@bear_necessities I think it all comes down to staff working with players. What I commonly ran into was a conversation that went like this:
Me: I’d like to run something for this group. Is there a hook I can use? Or I could do X?
Staff: Eh. They will never succeed at X.
Me: Oh, okay. I think they’d have fun just trying even if they couldn’t actually succeed, but I can do something else. What about Y?
Staff: I’d rather you didn’t. We’re going to do something similar later.
Me: Okay, is there some hook you had for them that I could run with?
Staff: Yeah, but they’re not really that active.
Me: Right, I wanted to try to give them something to do to get them active.
Staff: I mean I guess so but I don’t really like anything you’ve pitched so far.
Me: Okay, could you maybe give me some idea of what you’d like to see?
Staff: never replies again
And then I never run a plot.
The Network was pretty open for people running just about anything (hahah I got my dynamite) and I REALLY liked how they’d have little mini sessions to teach anyone that wanted to how the combat/dice system worked so people COULD run things.

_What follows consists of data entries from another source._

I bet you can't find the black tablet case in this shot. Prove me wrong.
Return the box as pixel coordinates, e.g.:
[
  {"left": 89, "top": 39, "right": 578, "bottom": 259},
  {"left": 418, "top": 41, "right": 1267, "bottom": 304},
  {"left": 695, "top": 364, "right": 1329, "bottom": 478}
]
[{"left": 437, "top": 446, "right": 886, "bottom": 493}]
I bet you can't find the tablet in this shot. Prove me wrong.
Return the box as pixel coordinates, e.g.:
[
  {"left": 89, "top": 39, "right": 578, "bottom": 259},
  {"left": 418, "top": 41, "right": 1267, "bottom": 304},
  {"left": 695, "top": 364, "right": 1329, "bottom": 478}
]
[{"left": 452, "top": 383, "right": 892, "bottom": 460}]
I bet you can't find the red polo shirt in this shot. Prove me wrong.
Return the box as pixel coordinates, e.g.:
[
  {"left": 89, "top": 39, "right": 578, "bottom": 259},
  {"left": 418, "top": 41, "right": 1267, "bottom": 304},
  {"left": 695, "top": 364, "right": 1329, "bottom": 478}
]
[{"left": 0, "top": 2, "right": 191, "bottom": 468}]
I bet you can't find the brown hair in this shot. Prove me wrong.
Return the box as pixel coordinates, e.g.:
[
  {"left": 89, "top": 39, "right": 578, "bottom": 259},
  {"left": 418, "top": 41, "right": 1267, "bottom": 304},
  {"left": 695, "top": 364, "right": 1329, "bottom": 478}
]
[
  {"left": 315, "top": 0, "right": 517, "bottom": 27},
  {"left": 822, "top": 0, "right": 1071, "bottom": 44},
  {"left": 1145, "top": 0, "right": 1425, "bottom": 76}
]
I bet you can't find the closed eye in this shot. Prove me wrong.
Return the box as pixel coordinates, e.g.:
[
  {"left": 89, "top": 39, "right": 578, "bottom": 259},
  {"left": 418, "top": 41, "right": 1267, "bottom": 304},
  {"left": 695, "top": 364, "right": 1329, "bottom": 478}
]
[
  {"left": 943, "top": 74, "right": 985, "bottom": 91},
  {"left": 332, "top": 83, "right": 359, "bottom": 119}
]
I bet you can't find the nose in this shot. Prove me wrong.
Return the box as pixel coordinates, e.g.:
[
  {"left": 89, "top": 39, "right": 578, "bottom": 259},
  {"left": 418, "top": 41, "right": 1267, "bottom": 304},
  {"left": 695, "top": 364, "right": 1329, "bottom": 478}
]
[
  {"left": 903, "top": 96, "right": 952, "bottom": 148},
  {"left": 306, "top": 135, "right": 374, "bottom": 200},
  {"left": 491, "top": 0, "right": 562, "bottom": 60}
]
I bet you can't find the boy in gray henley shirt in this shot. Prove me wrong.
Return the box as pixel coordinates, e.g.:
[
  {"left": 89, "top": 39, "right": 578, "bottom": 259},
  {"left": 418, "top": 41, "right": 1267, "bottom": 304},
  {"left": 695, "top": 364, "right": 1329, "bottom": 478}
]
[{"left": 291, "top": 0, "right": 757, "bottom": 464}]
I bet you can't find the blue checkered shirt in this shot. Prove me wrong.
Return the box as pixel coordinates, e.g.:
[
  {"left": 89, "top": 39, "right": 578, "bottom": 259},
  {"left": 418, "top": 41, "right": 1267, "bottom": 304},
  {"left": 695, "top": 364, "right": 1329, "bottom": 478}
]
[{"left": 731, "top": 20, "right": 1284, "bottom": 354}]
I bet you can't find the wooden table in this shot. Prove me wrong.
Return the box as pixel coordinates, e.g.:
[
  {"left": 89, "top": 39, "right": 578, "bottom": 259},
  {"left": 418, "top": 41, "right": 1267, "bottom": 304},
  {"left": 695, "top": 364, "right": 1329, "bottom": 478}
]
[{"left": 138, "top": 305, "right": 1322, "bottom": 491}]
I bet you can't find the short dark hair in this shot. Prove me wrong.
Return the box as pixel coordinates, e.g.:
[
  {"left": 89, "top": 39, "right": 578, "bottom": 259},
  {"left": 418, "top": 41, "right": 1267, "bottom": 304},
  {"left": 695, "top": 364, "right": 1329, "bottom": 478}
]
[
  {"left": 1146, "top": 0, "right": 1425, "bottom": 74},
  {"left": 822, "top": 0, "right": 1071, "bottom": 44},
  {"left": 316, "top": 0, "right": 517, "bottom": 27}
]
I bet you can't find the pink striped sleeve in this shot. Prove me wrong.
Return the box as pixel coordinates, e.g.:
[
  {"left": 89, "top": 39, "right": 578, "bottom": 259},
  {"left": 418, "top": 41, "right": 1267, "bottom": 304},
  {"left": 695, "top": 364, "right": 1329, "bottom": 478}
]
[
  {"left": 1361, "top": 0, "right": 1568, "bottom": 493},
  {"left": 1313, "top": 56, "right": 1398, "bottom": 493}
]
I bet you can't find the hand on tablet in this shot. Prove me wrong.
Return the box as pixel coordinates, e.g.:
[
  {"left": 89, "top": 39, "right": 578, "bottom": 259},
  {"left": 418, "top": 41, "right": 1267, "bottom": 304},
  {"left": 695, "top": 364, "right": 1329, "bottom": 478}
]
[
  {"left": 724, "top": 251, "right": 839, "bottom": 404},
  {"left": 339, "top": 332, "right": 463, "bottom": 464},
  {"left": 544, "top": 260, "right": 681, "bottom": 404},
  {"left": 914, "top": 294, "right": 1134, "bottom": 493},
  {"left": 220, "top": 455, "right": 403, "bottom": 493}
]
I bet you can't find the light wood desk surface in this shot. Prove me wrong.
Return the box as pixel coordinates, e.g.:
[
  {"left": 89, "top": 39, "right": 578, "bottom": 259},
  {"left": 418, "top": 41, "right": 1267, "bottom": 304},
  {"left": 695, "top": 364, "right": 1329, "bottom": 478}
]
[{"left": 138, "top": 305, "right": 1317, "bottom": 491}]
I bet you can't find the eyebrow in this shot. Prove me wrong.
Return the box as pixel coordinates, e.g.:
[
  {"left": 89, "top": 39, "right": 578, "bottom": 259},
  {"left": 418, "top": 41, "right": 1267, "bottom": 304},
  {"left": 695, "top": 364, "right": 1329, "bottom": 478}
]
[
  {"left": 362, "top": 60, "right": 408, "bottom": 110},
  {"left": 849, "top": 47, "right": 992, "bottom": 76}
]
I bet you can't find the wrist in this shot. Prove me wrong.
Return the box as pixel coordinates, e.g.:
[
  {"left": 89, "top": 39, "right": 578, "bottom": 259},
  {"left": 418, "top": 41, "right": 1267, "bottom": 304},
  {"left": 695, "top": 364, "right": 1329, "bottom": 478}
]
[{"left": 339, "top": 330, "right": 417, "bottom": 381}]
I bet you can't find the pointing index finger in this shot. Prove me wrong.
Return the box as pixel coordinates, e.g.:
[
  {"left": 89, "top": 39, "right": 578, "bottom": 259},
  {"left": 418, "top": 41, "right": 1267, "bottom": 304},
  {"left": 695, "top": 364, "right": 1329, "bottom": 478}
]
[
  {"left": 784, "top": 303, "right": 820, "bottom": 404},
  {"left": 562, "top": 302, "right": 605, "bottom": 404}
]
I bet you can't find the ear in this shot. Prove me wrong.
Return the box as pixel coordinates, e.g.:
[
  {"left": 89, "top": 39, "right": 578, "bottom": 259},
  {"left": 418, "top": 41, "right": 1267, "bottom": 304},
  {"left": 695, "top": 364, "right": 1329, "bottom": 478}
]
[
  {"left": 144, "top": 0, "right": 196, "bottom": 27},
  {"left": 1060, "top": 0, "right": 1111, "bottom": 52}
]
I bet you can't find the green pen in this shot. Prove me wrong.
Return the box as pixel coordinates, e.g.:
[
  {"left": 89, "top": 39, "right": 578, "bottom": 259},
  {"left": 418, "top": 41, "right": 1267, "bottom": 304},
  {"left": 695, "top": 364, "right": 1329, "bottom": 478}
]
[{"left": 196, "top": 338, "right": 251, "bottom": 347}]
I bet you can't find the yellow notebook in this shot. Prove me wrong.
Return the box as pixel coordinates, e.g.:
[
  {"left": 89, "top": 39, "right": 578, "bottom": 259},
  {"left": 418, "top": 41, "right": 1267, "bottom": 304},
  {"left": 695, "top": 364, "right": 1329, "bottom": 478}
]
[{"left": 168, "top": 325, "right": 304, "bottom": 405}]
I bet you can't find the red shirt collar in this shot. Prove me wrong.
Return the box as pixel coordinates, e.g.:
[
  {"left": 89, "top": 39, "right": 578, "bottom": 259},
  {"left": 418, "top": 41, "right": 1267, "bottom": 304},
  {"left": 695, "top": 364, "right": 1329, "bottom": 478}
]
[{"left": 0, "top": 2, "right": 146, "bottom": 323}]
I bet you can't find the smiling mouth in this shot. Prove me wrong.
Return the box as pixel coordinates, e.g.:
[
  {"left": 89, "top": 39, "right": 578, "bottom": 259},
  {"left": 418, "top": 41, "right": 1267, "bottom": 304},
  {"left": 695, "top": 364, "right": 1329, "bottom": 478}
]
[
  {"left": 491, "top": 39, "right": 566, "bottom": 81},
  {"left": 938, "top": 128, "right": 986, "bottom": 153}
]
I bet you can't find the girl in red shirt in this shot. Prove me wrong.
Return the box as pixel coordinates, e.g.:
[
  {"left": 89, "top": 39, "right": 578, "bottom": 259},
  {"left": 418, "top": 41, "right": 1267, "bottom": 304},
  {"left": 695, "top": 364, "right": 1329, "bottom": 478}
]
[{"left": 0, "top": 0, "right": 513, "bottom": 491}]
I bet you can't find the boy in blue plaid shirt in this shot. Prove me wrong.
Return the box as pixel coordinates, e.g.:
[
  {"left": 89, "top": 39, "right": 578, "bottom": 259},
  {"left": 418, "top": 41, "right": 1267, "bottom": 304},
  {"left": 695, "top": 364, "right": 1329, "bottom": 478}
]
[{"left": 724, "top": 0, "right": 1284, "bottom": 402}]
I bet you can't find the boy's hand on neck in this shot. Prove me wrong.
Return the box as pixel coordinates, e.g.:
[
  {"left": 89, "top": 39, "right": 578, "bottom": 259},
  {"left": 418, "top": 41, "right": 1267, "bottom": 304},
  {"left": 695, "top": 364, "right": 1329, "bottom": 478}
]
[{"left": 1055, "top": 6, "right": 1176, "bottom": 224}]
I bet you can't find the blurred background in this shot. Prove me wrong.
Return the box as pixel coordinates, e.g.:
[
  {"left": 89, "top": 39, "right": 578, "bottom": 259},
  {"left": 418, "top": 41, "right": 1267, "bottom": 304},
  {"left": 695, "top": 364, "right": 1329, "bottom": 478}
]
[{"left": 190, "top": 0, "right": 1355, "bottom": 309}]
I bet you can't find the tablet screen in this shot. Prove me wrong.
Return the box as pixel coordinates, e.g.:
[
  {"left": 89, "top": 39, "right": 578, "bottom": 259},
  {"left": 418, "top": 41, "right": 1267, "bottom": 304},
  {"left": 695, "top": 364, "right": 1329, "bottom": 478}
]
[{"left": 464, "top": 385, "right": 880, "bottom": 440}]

Even for games that have a Super Sekrit Metaplot I think that kind of thing can work, along with making sure to write like, PrP hooks for certain groups. This faction has a haunted mine, wanna run something? This group has no real reason to get involved with the metaplot BUT if they pull on a certain lamp in their library they’ll find an old book that will give them a hook to it, want to run with that?
etc.
It does take me a LONG time to want to run something on a game though, because I get very very nervous I will screw up the system or run something that’s not in theme. Having someone willing to teach you the ropes of the system and then an open staff who wants you to help add to the game really, really helps with that anxiety in my experience.